Den himmelske kungen och hans folk
Betydelse och användningar av βασιλεία i Matteusevangeliet
This article examines the meaning and uses of the Greek term βασιλεία in the Gospel of Matthew. Contrary to the scholarly opinio communis, according to which the term should be construed dynamically as the "rule" of God, it argues with reference to Charles Ruhl's theory of semantic monosemy/pragmatic modulation that the pertinent term has a single abstract meaning – "that which pertains to royalty" – which is modulated pragmatically throughout the course of the narrative, to the effect that five distinct senses are engendered.
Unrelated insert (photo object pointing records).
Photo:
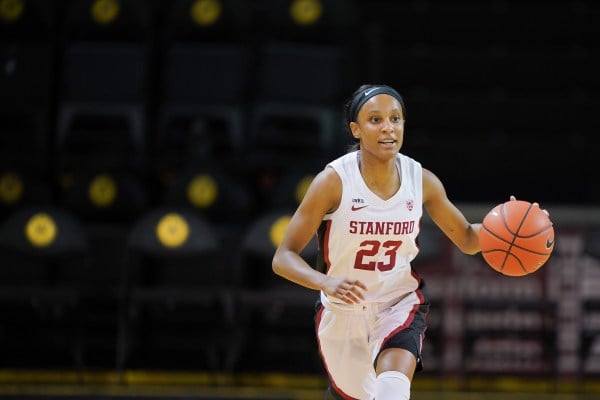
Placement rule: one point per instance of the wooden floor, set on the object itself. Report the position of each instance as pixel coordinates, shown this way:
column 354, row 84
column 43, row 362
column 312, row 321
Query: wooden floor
column 140, row 385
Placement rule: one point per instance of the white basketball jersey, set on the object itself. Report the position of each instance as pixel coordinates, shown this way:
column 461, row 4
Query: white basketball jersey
column 371, row 239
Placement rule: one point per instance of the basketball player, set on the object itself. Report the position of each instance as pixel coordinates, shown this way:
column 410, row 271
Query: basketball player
column 365, row 208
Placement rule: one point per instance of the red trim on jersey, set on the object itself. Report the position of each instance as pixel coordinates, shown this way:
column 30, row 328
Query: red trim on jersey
column 337, row 389
column 326, row 235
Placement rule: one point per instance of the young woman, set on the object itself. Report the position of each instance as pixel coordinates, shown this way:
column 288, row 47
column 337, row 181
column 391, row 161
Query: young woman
column 365, row 208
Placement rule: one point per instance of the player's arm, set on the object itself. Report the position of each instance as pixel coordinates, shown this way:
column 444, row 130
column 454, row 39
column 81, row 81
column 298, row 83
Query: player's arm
column 447, row 217
column 323, row 196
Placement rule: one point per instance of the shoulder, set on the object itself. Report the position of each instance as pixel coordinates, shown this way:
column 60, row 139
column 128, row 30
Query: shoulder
column 325, row 191
column 432, row 186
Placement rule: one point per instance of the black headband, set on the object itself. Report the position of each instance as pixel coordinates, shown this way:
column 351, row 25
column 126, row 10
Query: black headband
column 362, row 97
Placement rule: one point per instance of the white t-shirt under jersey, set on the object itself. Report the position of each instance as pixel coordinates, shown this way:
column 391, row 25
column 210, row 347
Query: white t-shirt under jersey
column 371, row 239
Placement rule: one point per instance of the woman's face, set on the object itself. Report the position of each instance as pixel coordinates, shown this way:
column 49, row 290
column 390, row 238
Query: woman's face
column 380, row 126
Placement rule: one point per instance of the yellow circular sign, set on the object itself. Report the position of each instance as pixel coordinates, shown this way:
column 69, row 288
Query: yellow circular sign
column 278, row 229
column 302, row 187
column 11, row 188
column 205, row 12
column 105, row 11
column 202, row 191
column 41, row 230
column 306, row 12
column 11, row 10
column 172, row 230
column 102, row 191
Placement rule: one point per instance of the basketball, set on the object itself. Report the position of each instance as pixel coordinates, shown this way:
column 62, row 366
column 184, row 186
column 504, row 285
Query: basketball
column 516, row 238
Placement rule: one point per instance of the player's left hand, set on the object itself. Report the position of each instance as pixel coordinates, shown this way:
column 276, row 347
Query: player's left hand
column 513, row 198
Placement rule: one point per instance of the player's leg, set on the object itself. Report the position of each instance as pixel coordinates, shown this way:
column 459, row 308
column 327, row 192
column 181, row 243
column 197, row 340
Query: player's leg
column 343, row 344
column 401, row 329
column 395, row 370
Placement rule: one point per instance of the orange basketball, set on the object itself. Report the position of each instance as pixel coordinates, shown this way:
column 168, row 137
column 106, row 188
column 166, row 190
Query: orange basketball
column 516, row 238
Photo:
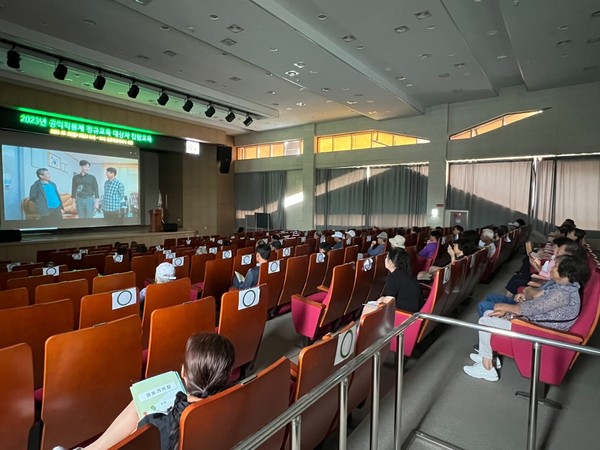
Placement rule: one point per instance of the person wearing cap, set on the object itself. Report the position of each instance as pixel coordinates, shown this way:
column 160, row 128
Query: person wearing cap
column 338, row 238
column 164, row 273
column 397, row 241
column 487, row 241
column 378, row 247
column 263, row 252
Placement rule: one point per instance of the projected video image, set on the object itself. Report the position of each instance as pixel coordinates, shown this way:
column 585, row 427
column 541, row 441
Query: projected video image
column 46, row 188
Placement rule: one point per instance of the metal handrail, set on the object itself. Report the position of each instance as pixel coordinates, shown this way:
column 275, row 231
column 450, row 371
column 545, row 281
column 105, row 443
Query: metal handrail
column 293, row 413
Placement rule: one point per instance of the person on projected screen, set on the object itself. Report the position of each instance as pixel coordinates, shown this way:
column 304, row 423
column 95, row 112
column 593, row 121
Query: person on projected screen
column 114, row 192
column 85, row 191
column 44, row 194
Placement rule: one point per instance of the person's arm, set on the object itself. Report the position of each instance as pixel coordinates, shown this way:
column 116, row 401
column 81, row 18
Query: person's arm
column 122, row 426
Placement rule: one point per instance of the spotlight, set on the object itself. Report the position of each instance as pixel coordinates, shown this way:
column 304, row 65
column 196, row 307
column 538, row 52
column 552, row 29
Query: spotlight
column 210, row 111
column 133, row 91
column 13, row 59
column 188, row 105
column 163, row 99
column 99, row 82
column 61, row 70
Through an analysis of five examples in the text, it is submitted that Matthew employs the pertinent term both personally as to mean "king", abstractly to mean "majesty", dynamically to mean "rule", collectively to mean "people", and spatially as to mean "kingdom". At the same time, this article also argues that these distinct uses are best understood not in separation from each other, but as integrated parts of a coherent concept. Finally, the two dominant uses – the collective and the personal – are related to the overarching dual focus of Matthew's narrative, namely the new king and his people, to which they attest and contribute. While the wider scope of the pragmatic field opens up to a more nuanced understanding of Matthew's Basileiakonzeption in itself, it indirectly also has more far-reaching implications for how we understand βασιλεία in early Jewish and Christian literature at large.